If you now want to slap someone in the face, you have my absolute compassion. But, shall we continue?

Lightening the Torch

You might have realised that we did not yet install any packages relating to data science. But why? Because we need to do some more preparation for that. Bear with me.

First, we now need to set up a new environment that explicitly uses Python 3.8. This is because PyTorch (and, apparently, also TensorFlow) require Python 3.8, and don’t yet work with Python 3.9 which is the most recent release right now. We do this by running conda create --name python38 python=3.8. You can obviously name this environment datascience or anything you like if you want to. I didn’t do this because I didn’t know if it would work, but you’re luckily in a better position.

So now we need to activate that environment (conda activate python38) and we can finally begin installing those damned libraries. It is officially not recommended to install packages one by one, but I’ll be damned, if something breaks we can simply create a new environment, install the packages again and have a correct dependency tree again, I guess. So I opted for installing one package after one another, slowly working my way through this hassle: conda install numpy, then pandas, openpyxl, xlrd etc. pp.

Running something that imports numpy should now work within a Python script. I performed the installation of jupyter and notebooks via VS Code which worked out of the box. But you maybe want to install it “manually.” Then you just need to install the packages jupyter and notebook using conda.

Now to our master piece: A native install of PyTorch. Even though the conda-forge-repositories offer a lot of binaries for Apple M1-chips right now, PyTorch is not one of them. But there was an issue on GitHub that helped me solve this part as well. This issue, “Enable PyTorch compilation on Apple Silicon,” gave me everything I needed.

First, I created the necessary conda-environment, the idea to which comes from this comment. And then, I downloaded and installed a pre-compiled Wheels file from this comment. This is the part where you have to use pip install --no-deps /path/to/the/wheels/file.whl, because conda apparently doesn’t like local paths and expects you to serve it some weblink instead.

If you don’t trust files from the internet, that’s fine. This comment seems to describe the process of generating the required wheels file locally. But I haven’t tested it, because at this point, I just wanted to get it running.

Wrapping Up: Data Science on Apple Silicon

Okay, so now we’re done setting everything up. What a mess, right? Hopefully, this blog post will become outdated quite soon. For instance, I remember that I installed Homebrew initially using a somewhat hacky method because when I initially set it up, Homebrew didn’t ship for ARM yet. But by the time I’m writing this blogpost, Homebrew installs just fine without any additional tricks.

The fact that the conda-forge team apparently was able to patch the necessary compilers in order to get numpy to work on Apple’s ARM architecture highlights the fact that those patches are probably being approved as I write, so that the regular python installation will also support installation of the necessary modules quite easily.
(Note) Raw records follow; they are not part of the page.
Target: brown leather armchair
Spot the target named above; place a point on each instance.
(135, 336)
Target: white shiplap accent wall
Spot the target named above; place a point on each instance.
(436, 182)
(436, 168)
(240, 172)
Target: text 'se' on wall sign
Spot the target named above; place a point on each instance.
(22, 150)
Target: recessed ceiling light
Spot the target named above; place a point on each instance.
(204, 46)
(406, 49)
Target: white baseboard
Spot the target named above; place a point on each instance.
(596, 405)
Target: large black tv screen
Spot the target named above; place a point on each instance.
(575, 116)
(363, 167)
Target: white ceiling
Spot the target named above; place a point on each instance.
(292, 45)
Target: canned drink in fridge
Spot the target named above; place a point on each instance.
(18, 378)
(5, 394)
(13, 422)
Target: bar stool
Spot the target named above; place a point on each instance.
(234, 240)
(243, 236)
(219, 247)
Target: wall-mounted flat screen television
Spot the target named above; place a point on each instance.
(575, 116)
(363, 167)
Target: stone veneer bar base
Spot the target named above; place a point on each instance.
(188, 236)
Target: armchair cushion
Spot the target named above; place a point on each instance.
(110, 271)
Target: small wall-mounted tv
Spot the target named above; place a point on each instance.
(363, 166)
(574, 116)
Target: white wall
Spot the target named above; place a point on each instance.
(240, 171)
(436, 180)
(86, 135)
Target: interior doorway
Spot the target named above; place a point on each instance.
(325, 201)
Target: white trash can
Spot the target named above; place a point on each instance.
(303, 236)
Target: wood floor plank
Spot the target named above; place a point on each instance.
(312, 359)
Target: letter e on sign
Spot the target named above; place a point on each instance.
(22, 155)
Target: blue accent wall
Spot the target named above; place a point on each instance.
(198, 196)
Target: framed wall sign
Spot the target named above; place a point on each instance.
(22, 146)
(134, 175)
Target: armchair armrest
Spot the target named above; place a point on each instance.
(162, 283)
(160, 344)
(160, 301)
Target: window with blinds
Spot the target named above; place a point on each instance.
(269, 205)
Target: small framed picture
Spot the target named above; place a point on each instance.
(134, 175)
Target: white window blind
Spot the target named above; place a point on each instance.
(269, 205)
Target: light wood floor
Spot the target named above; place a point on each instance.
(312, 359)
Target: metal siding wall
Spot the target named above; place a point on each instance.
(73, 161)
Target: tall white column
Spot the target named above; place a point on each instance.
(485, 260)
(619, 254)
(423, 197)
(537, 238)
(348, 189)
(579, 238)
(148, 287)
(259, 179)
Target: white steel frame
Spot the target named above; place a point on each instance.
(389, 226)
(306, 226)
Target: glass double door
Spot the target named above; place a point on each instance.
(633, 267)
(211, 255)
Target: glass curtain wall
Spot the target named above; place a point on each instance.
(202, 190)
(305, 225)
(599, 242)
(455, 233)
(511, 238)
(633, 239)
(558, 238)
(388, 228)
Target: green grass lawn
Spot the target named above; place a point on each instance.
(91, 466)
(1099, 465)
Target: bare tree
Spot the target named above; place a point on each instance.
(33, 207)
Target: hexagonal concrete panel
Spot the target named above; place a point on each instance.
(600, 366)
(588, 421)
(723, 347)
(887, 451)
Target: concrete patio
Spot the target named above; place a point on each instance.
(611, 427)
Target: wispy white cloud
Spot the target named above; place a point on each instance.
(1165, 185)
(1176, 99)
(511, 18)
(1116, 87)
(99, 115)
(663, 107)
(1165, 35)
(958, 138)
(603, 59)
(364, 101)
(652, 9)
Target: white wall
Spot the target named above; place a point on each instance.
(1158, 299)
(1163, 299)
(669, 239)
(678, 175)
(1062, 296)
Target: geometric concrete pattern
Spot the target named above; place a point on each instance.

And then we won’t need to use conda anymore, and can switch back to Homebrew’s Python and forget this migration once again.

Overall, the process has been less bad than expected, it took me roughly two work days to get everything up and running. The main problem in this case rather was that you have to do quite some amount of googling (right now, there are approximately 40 tabs open in Chrome on my computer) and stitching together sometimes obscure tips and tricks. Hopefully, this article spares you the googling part!